After working in network TV for a decade as a graphics producer in New York, I decided to try something new and took a teaching position at Bilkent University in Turkey for two years. Upon returning to the States, I opened my first sculpture studio in Cooperstown, in rural Upstate New York.
Twelve years later, I moved west and began working in Taos, New Mexico, the legendary high-desert town of Agnes Martin, Georgia O’keeffe and D.H. Lawrence.
My Taos studio was a shack with no running water or insulation. It had a plywood roof that leaked like a sieve during the spring snow melt. But it had a splendid view of Taos Mountain and intrepid clients found adventure in the pilgrimage to see my work. It was an isolated haven of creativity.
During that time, I was exposed to Native Indian culture and ideas that influenced my view of our responsibility for the stewardship of nature. Ecological concerns had always been a part of my motivation to create images of animals, but I began finding a way to express a deeper message even as I developed practical solutions to the problems of building sculpture.
In Taos I met Larry Bell who had studios in both Taos and Venice Beach, California. In his Taos workshop Bell showed me how he created metallic finishes on glass and paper using a hi-tech process called thin film deposition.

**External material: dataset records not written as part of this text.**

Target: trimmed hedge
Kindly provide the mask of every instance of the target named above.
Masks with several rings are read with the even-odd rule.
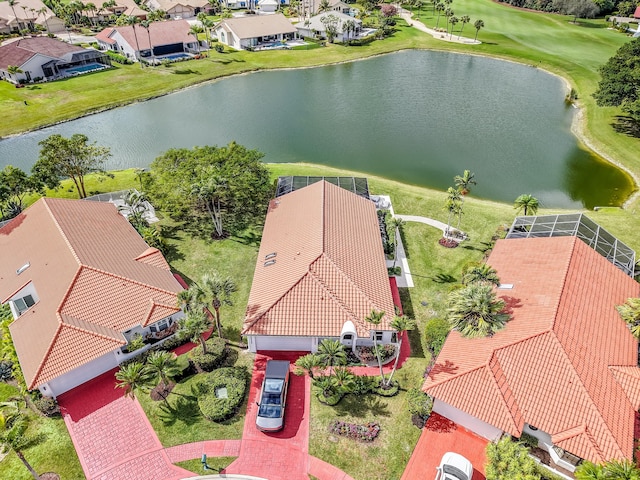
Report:
[[[198,370],[210,372],[222,364],[227,353],[227,344],[220,337],[210,337],[206,344],[207,353],[202,353],[202,345],[198,345],[189,352],[189,359]]]
[[[440,353],[450,330],[451,325],[443,318],[436,317],[427,320],[422,335],[425,346],[431,351],[434,357]]]
[[[431,415],[433,399],[419,388],[410,388],[407,392],[407,406],[412,415],[426,418]]]
[[[225,367],[203,377],[197,384],[198,407],[202,415],[213,422],[220,422],[235,415],[247,391],[247,370]],[[216,396],[216,391],[220,388],[227,389],[226,398]]]

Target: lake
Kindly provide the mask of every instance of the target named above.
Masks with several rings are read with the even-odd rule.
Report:
[[[109,146],[109,169],[235,140],[266,162],[318,163],[441,190],[469,169],[478,181],[472,195],[499,201],[531,193],[545,207],[622,204],[631,179],[579,145],[571,133],[577,111],[565,95],[560,78],[534,67],[404,51],[222,79],[8,138],[0,166],[29,169],[38,142],[53,133]]]

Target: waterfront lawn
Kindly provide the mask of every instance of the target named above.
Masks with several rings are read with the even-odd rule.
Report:
[[[395,377],[402,390],[391,398],[373,394],[347,395],[338,405],[329,407],[312,395],[309,454],[335,465],[353,478],[400,478],[420,437],[420,430],[411,423],[406,389],[420,385],[423,371],[422,361],[409,359]],[[380,434],[371,443],[330,434],[328,425],[336,419],[357,424],[376,421],[381,427]]]
[[[207,470],[202,468],[202,458],[194,458],[193,460],[187,460],[186,462],[178,462],[175,465],[197,475],[212,475],[212,472],[213,475],[215,475],[215,472],[220,472],[227,468],[236,458],[238,457],[207,457],[207,466],[209,467]]]
[[[0,383],[0,401],[20,396],[18,388]],[[84,478],[78,455],[61,417],[47,418],[28,410],[31,422],[28,435],[42,436],[37,445],[24,450],[24,456],[38,473],[56,472],[61,480]],[[12,480],[29,480],[33,478],[24,464],[12,451],[0,461],[0,477]]]
[[[246,350],[238,352],[234,349],[233,355],[238,357],[236,366],[246,366],[251,371],[253,354]],[[202,416],[197,396],[192,390],[198,380],[198,375],[192,375],[180,381],[167,398],[169,407],[163,401],[152,400],[148,393],[137,395],[163,446],[172,447],[203,440],[242,438],[248,393],[240,411],[235,416],[224,422],[212,422]]]

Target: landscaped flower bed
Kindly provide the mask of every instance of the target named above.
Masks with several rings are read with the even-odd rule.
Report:
[[[334,420],[329,424],[329,432],[360,442],[373,442],[380,433],[380,425],[376,422],[359,425],[357,423]]]
[[[393,358],[396,354],[396,347],[393,344],[386,343],[384,345],[378,345],[378,350],[380,352],[380,361],[384,364],[389,359]],[[363,362],[373,362],[378,361],[378,357],[376,356],[375,347],[356,347],[356,352],[360,357],[360,360]]]

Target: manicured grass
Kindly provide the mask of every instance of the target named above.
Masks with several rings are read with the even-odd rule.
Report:
[[[467,37],[475,35],[473,22],[478,18],[484,20],[485,28],[478,36],[484,42],[482,45],[443,42],[399,21],[399,31],[393,37],[362,47],[329,45],[313,50],[210,52],[207,59],[170,67],[142,70],[137,65],[117,65],[110,71],[23,89],[1,82],[0,109],[5,117],[0,135],[237,73],[322,65],[406,48],[426,48],[512,59],[564,76],[577,90],[580,105],[586,107],[583,126],[586,126],[588,143],[632,172],[640,172],[640,158],[636,155],[638,140],[615,133],[610,126],[619,110],[597,108],[591,98],[598,81],[597,68],[627,42],[628,37],[606,29],[603,20],[573,24],[569,16],[527,12],[491,0],[456,0],[452,8],[458,16],[471,17],[471,24],[466,25],[464,31]],[[428,25],[435,24],[428,7],[425,6],[419,16]],[[440,24],[443,25],[442,19]],[[24,105],[25,100],[28,106]]]
[[[253,355],[246,350],[233,351],[235,353],[232,356],[237,357],[235,365],[246,366],[251,371]],[[234,417],[224,422],[212,422],[200,413],[197,397],[192,391],[198,380],[199,375],[193,375],[178,383],[167,398],[169,407],[163,401],[153,401],[149,394],[141,393],[137,396],[165,447],[202,440],[242,438],[247,399],[245,398],[242,408]]]
[[[404,389],[418,385],[424,371],[422,363],[410,359],[394,378]],[[309,417],[309,453],[356,479],[400,478],[420,436],[420,430],[411,423],[404,390],[391,398],[347,395],[335,407],[323,405],[312,395]],[[335,419],[358,424],[376,421],[380,434],[372,443],[333,435],[327,427]]]
[[[207,470],[202,468],[201,459],[187,460],[186,462],[178,462],[175,465],[189,470],[198,475],[215,475],[220,470],[227,468],[238,457],[207,457]]]
[[[0,383],[0,401],[19,395],[16,387]],[[26,414],[31,418],[27,435],[42,437],[40,443],[23,452],[31,466],[38,473],[56,472],[62,480],[84,478],[64,420],[61,417],[42,417],[31,410],[26,410]],[[33,477],[16,454],[11,452],[0,462],[0,478],[29,480]]]

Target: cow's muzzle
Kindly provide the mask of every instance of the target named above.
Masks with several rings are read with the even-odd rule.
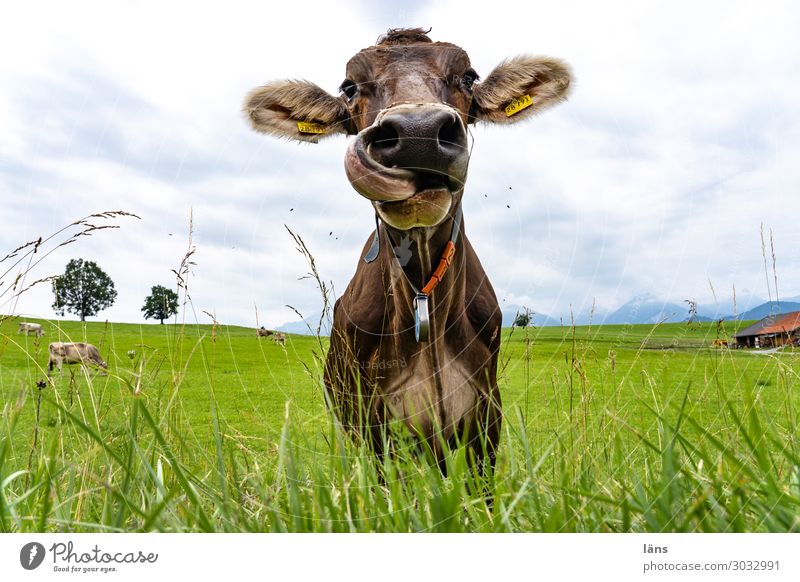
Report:
[[[374,202],[461,190],[468,163],[466,127],[455,109],[442,104],[402,104],[382,111],[345,156],[353,188]]]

Larry had a coterie of counter-culture artist friends in Taos that included Dennis Hopper, Ken Price, Dean Stockwell and Ronald Davis. When I visited Larry at his studio in Venice Beach, I began to see the possibilities of living and working in Southern California. In 2010, I left Taos and moved to Los Angeles.

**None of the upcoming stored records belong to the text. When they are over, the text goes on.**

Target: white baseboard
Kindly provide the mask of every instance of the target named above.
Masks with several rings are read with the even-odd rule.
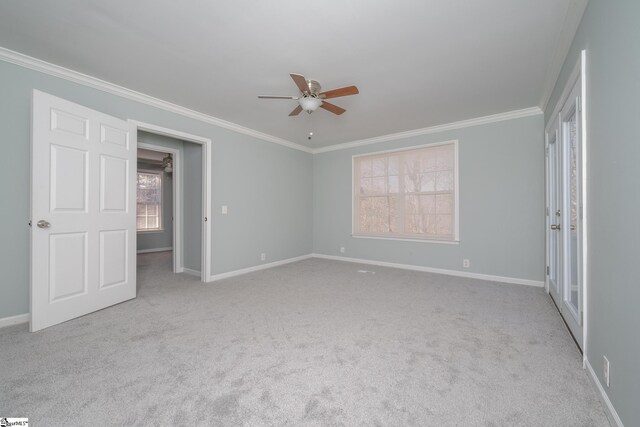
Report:
[[[180,273],[185,273],[185,274],[188,274],[190,276],[198,276],[198,277],[202,276],[202,274],[200,274],[200,270],[193,270],[193,269],[187,268],[187,267],[183,267],[181,270],[182,271],[180,271]]]
[[[18,325],[20,323],[27,323],[31,316],[29,313],[18,314],[17,316],[4,317],[0,319],[0,328],[6,328],[7,326]]]
[[[151,252],[167,252],[172,250],[173,250],[173,246],[169,246],[167,248],[140,249],[136,252],[139,254],[149,254]]]
[[[207,282],[215,282],[216,280],[222,280],[222,279],[226,279],[228,277],[240,276],[242,274],[253,273],[254,271],[266,270],[268,268],[278,267],[280,265],[285,265],[285,264],[290,264],[292,262],[302,261],[302,260],[305,260],[305,259],[309,259],[311,257],[313,257],[312,254],[307,254],[307,255],[297,256],[297,257],[293,257],[293,258],[283,259],[283,260],[280,260],[280,261],[270,262],[268,264],[254,265],[253,267],[247,267],[247,268],[243,268],[243,269],[240,269],[240,270],[234,270],[234,271],[229,271],[229,272],[226,272],[226,273],[214,274],[212,276],[209,276],[209,278],[207,279]]]
[[[479,279],[479,280],[489,280],[491,282],[502,282],[502,283],[512,283],[516,285],[526,285],[526,286],[535,286],[539,288],[544,287],[543,281],[538,280],[530,280],[530,279],[519,279],[516,277],[503,277],[503,276],[494,276],[491,274],[481,274],[481,273],[471,273],[467,271],[457,271],[457,270],[447,270],[444,268],[433,268],[433,267],[423,267],[420,265],[411,265],[411,264],[397,264],[394,262],[385,262],[385,261],[374,261],[369,259],[361,259],[361,258],[348,258],[342,256],[335,255],[324,255],[324,254],[313,254],[314,258],[322,258],[322,259],[330,259],[335,261],[346,261],[346,262],[355,262],[358,264],[368,264],[368,265],[377,265],[380,267],[391,267],[391,268],[401,268],[403,270],[413,270],[413,271],[423,271],[427,273],[437,273],[437,274],[446,274],[448,276],[457,276],[457,277],[466,277],[470,279]]]
[[[392,268],[401,268],[404,270],[414,270],[414,271],[423,271],[427,273],[437,273],[437,274],[446,274],[449,276],[457,276],[457,277],[467,277],[471,279],[479,279],[479,280],[488,280],[492,282],[502,282],[502,283],[512,283],[516,285],[526,285],[526,286],[535,286],[539,288],[544,287],[543,281],[538,280],[530,280],[530,279],[519,279],[515,277],[503,277],[503,276],[494,276],[489,274],[481,274],[481,273],[471,273],[466,271],[456,271],[456,270],[446,270],[443,268],[432,268],[432,267],[423,267],[419,265],[410,265],[410,264],[397,264],[393,262],[384,262],[384,261],[372,261],[368,259],[360,259],[360,258],[348,258],[341,256],[333,256],[333,255],[323,255],[323,254],[308,254],[302,255],[294,258],[283,259],[281,261],[270,262],[268,264],[256,265],[253,267],[243,268],[241,270],[229,271],[227,273],[214,274],[207,279],[207,282],[214,282],[216,280],[226,279],[228,277],[240,276],[242,274],[252,273],[254,271],[265,270],[268,268],[277,267],[279,265],[290,264],[296,261],[302,261],[309,258],[322,258],[322,259],[330,259],[335,261],[345,261],[345,262],[354,262],[359,264],[369,264],[369,265],[378,265],[380,267],[392,267]],[[185,269],[186,270],[186,269]],[[199,274],[199,273],[198,273]]]
[[[602,384],[600,384],[598,375],[596,375],[596,372],[593,370],[593,367],[591,366],[591,363],[589,363],[588,359],[584,360],[584,365],[587,368],[587,372],[589,373],[589,379],[591,379],[593,386],[596,388],[598,393],[600,393],[600,398],[602,399],[602,403],[604,403],[609,422],[617,427],[624,427],[624,425],[622,424],[622,420],[616,412],[616,408],[613,407],[613,403],[611,403],[611,400],[609,400],[607,392],[604,390],[604,387],[602,387]]]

After exploring the glitzy, garish LA art scene, I went into the studio and destroyed many of my early works. I began to gravitate toward abstraction. I started work on a series of assemblage orbs made from discarded stainless steel objects – pots, pans, hubcaps and pet bowls.
I first developed this curious pack-rat technique of joining dissimilar objects together in Taos, but in LA I began using it to make non-objective forms. I called these conglomerations of objects, “midden” sculptures. The term midden refers to a dump for domestic waste which may consist of animal bone, botanical material, vermin, shells, shards and other artifacts and ecofacts associated with past human occupation. In a consumer culture that promotes materialistic excess evidenced by conspicuous over consumption, planned obsolescence, hoarding and the production of massive amounts of garbage, the midden work offered a new perspective on the pervasive cycle of production, consumption, and destruction.